[Question] Loss is not decreasing

Hello, I am new to deep learning and pytorch, I try to use DNN method to predict the output value, but the loss is saturated when training.

Any comment will be very helpful.

All the code is list below:

import time
import torch
import numpy as np
import pandas as pd
import torch.nn.functional as F

from torch import nn
from sklearn.utils import shuffle
from torch.autograd import Variable
from torch.optim import lr_scheduler
from sklearn.metrics import r2_score
from sklearn.model_selection import train_test_split

Dataset = pd.read_csv('./Input Data.txt', sep = "\s+")
Dataset.head()

Target_Column = 9
X = Dataset.iloc[:, 0:Target_Column].values
Y = Dataset.iloc[:,   Target_Column].values
X_Train, X_Test, Y_Train, Y_Test = train_test_split(X, Y, test_size = 0.3, random_state = 0)


#Define hyperprameters.
Batch_Size    = 2048
Num_Epochs    = 2000
Size_Hidden_1 = 128
Size_Hidden_2 = 64
Size_Hidden_3 = 32
Learning_Rate = 0.001
Batch_No                    = len(X_Train) // Batch_Size            # Batches
Num_Columns_Input  = X_Train.shape[1]                          # Number of columns in input matrix
Num_Columns_Output = 1


#Using GPU
Use_CUDA = torch.cuda.is_available()
Device   = torch.device("cuda" if Use_CUDA else "cpu")
print("Executing the model on :",Device)


#Define model and optimizer
class Net(torch.nn.Module):
    def __init__(self, n_feature, size_hidden_1, size_hidden_2, size_hidden_3, n_output):
        super(Net, self).__init__()
        self.hidden1 = torch.nn.Linear(Num_Columns_Input,  Size_Hidden_1)   # Hidden layer 1
        self.hidden2 = torch.nn.Linear(Size_Hidden_1,      Size_Hidden_2)        # Hidden layer 2
        self.hidden3 = torch.nn.Linear(Size_Hidden_2,      Size_Hidden_3)        # Hidden layer 3
        self.predict = torch.nn.Linear(Size_Hidden_3, Num_Columns_Output)   # Output layer

    def forward(self, x):
        x = F.relu(self.hidden1(x)) 
        x = F.relu(self.hidden2(x)) 
        x = F.relu(self.hidden3(x)) 
        x = self.predict(x) 
        return x

net = Net(Num_Columns_Input, Size_Hidden_1, Size_Hidden_2, Size_Hidden_3, Num_Columns_Output)
if torch.cuda.is_available():
    device = "cuda:0"
    if torch.cuda.device_count() > 1:
        net = nn.DataParallel(net)
net.to(device)

optimizer = torch.optim.Adam(net.parameters(), lr = Learning_Rate)
criterion = torch.nn.MSELoss() 


# Training model
Running_Loss = 0.0

start_time = time.time()

for Epoch in range(Num_Epochs):

    X_Train, Y_Train = shuffle(X_Train, Y_Train)
    
    # Mini batch learning
    for i in range(Batch_No):
        
        start  = i * Batch_Size
        end    = start + Batch_Size
        inputs = Variable(torch.FloatTensor(X_Train[start:end])).to(Device)
        labels = Variable(torch.FloatTensor(Y_Train[start:end])).to(Device)
        
        # zero the parameter gradients
        optimizer.zero_grad()

        # forward + backward + optimize
        outputs = net(inputs)
        loss = criterion(outputs, torch.unsqueeze(labels,dim = 1))
        loss.backward()
        optimizer.step()

        # print statistics
        Running_Loss += loss.item()
        
    if(Epoch % 100 == 0): print('Epoch {}'.format(Epoch), "loss: ",Running_Loss)
    
    #scheduler.step()
    
    Running_Loss = 0.0
print("Calculation time :", time.time() - start_time)

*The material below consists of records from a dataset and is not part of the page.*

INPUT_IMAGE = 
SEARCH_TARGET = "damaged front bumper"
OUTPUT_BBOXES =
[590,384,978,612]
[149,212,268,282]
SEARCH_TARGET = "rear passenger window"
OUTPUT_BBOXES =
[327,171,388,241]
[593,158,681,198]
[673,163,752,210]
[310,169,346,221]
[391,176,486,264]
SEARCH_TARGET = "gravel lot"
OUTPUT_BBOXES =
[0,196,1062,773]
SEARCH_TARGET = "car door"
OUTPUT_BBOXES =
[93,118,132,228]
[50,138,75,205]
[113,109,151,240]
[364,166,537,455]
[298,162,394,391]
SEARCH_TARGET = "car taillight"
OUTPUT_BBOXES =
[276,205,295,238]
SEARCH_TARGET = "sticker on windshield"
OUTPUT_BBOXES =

The training output shows saturated loss which is not decreasing:
Epoch 0 loss: 82637.44604492188
Epoch 100 loss: 3913.1080932617188
Epoch 200 loss: 3164.8107986450195
Epoch 300 loss: 3010.6801147460938
Epoch 400 loss: 2929.7017517089844
Epoch 500 loss: 2904.999656677246
Epoch 600 loss: 2887.5707092285156
Epoch 700 loss: 2891.483169555664
Epoch 800 loss: 2877.9163970947266
Epoch 900 loss: 2891.381019592285
Epoch 1000 loss: 2870.423141479492
Epoch 1100 loss: 2887.0635833740234
Epoch 1200 loss: 2889.669761657715
Epoch 1300 loss: 2891.597194671631
Epoch 1400 loss: 2881.264518737793
Epoch 1500 loss: 2884.085250854492
Epoch 1600 loss: 2883.3774032592773
Epoch 1700 loss: 2883.196922302246
Epoch 1800 loss: 2891.262664794922
Epoch 1900 loss: 2888.922218322754

How can I fix this problem?
Any comments are highly appreciated!

1 Like

Is your dataset normalized? It helps to have your features normalized, you can use Standard Scaler from scikit learn and normalize training data and use same mean and variance of train data to normalize test data as well, maybe also try introducing bit of complexity in your model, add drop-out layer, batch norm, use regularisation, add learning rate decay

2 Likes

Thank you for your comment!

I was worry about the problem comes from the program itself. Bur glad to hear it is not due to the program but need more complexity to solve the problem.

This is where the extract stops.